Dean looked at his brother, startled by his sudden exclamation.

"My wedding ring," The hunter sighed. He knew Sam would notice it sooner or later. He had just been hoping it would be later rather than sooner.

"Yeah, I can see that," Sam looked almost hurt. "Why didn't you tell me you got married?"

"Would you have answered my call?" Dean cut right through the bullshit. "Or would I have been leaving a message instead?" Sam felt somewhat guilty now. Of course Dean wouldn't have called to tell him he got married. It wasn't like the two of them had said goodbye on good terms.

"Sorry," He mumbled in quiet repentance. "Who's the lucky bride?" Sam already knew, at least he was pretty sure he did, but the young Winchester wanted to hear it from his brother directly.

"Rhiannon, of course," Dean nearly laughed as his gaze slid to the girl in the backseat through the review mirror. "Why else do you think I'm dragging her around?"

"I just can't believe it." Dean shrugged.

"There's more to it than just the marriage," Dean kept his voice low as not to wake her. "She was with dad and me for several months before our accidental marriage happened."

"How do you get accidentally married, Dean?" If he wasn't curious before, he sure as hell was now. "Does dad know you two got hitched?"

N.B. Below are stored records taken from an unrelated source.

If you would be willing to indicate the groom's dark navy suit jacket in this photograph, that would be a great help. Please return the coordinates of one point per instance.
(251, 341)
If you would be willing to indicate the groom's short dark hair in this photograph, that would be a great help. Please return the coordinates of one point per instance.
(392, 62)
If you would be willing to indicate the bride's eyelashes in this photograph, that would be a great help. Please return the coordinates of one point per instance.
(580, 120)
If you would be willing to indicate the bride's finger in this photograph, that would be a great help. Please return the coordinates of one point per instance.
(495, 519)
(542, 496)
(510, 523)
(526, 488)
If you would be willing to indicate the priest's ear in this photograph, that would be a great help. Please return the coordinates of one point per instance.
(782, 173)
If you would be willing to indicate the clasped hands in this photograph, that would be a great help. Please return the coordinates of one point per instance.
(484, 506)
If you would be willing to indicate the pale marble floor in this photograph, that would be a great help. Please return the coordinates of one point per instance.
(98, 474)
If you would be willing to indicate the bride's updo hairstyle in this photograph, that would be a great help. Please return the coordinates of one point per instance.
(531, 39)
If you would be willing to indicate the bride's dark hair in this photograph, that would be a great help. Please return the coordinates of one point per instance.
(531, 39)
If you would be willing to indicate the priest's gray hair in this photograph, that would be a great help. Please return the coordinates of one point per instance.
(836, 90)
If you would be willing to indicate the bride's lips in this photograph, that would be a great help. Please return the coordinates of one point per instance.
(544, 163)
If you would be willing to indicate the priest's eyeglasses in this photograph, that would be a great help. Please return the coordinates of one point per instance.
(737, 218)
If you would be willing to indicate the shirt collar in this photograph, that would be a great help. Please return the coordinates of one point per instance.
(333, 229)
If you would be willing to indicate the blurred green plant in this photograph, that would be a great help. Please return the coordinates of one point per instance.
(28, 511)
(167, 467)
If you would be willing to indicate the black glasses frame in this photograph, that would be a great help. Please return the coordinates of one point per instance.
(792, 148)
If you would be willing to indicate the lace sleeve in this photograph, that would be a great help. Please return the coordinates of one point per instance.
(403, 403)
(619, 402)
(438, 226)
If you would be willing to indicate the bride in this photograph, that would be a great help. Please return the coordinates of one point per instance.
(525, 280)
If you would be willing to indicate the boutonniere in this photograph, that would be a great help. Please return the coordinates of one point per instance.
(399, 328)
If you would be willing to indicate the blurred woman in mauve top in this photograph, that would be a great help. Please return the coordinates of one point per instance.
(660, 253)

"Long story short, the shaman we ganked in New Orleans had a wife and she cast some kind of weird voodoo shit on us," Dean explained. "She can't be away from me for more than thirty minutes at a time. If she is, she starts having a really bad reaction. Pain and shit and the longer we are separated, the worse it gets for her. When we first found out about it, she was nearly seizing on the floor of our motel room. And no, Dad doesn't know. That's how we discovered he was missing."

The blond hunter launched into the tale about their hunt in New Orleans and how they ended up hitched. Sam couldn't believe it.

"How did she end up with you and dad?"

Dean tensed. He wasn't sure if he wanted to tell Sam that story just yet, so he opted for a white lie.

"Found her on the side of the road, disoriented," Dean tried his best to hide the grimace. "She couldn't remember anything about herself. Not her name or where she was from. Dad decided to keep her around."

Sam could tell his brother wasn't telling him the whole truth, but he let it go for now. He didn't want to stress the small bond that was beginning to form again after so many years apart. But there was no doubt in his mind that he would find out why his father was so interested in the petite redhead sleeping away in the backseat.

John Winchester never kept anything that didn't have a purpose.